Once Kot was unearthed, the diggers lifted him out and placed him beside the hole. He was dressed in Adidas sweatpants, a sweater and a pale blue jacket.
“It looks like a war crime,” Ilenkov said.
Kot had not died from shellfire, he explained. Rather, he had been shot three times, apparently by a heavy machine gun. Since Russian soldiers held the town at the time, he reasoned they were responsible.
He noted that Kot was unarmed and was not a member of the Ukrainian armed forces. The intentional killing of civilians is a war crime.
To confirm the cause of death, the body would be sent to the coroner’s office, and ballistics experts would be called in, he said.
Minutes later, Ilenkov was onto his next case at a nearby home. A woman dressed all in black led him through her front gate to the garden behind her house.
She said the remains of her son Vladimir Vladimovic were buried beneath a piece of corrugated roofing placed overtop to keep the dogs from digging him up.

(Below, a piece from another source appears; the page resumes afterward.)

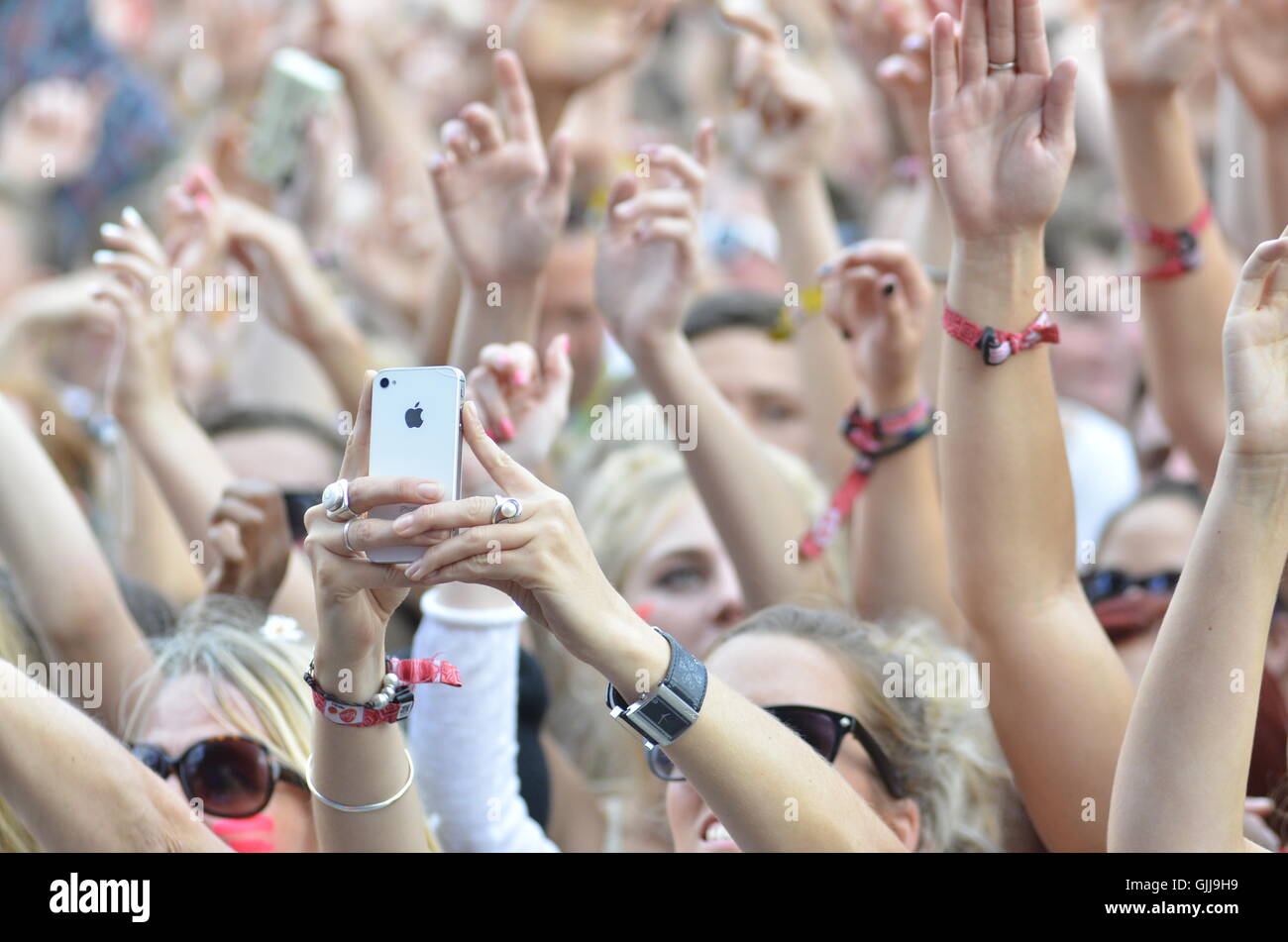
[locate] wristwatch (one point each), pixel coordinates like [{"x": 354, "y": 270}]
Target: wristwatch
[{"x": 661, "y": 717}]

He was 38 and had worked for the railway. When the Russians took over Mala Rohan, he had stayed to help the villagers, she said.
“He helped everyone,” she said. “He was a very beautiful man.”
It happened at 7 a.m. on March 15, she said, when he was driving from Kharkiv to Mala Rohan with a load of medicines.
The friend who was with him called and told her what had happened. Hoping it was a mistake, that maybe he was in the hospital, the mother went looking for the car.
She found the wreckage near the village of Vilkhivka. She saw a Russian tank on the road. “My son was spread in pieces,” she said.
She gathered the bones she found and placed them in bags. Someone saw her struggling and gave her a wheelbarrow.
She pushed her son back to her house, a distance of 15 kilometres. Because of the shelling, it was too dangerous to lay him to rest in the cemetery so they buried him in the yard.
“Like a dog,” she said.
Two months later, Ilenkov’s war crimes team exhumed the remains and accompanied the mother to the road where she had found him.
The shell of the Mercedes was still there, surrounded by broken glass and metal scraps. The mother and father confirmed it was the vehicle. Police took away the plates.
They said they would use them to identify the owner, who had survived. How he wasn’t killed, nobody knows, but the mother suspects he may have jumped out in time.
Fragments of bone were still inside where the driver’s seat had been. The investigators placed them in evidence bags and took photos and video.
The vehicle appeared to have been directly targeted by a tank facing it on the road, Ilenkov said following his examination of the scene.
Russian forces held the area at the time. “We have enough information that it was done by Russian Federation soldiers,” he pronounced.
Walking with a cane, the father, Volodymyr, paid silent tribute beside the demolished car. The mother Olha picked through the scorched debris.
She descended into the ditch beside the road and wandered the grassy field, looking for remains of her son, not wanting to leave any of him behind.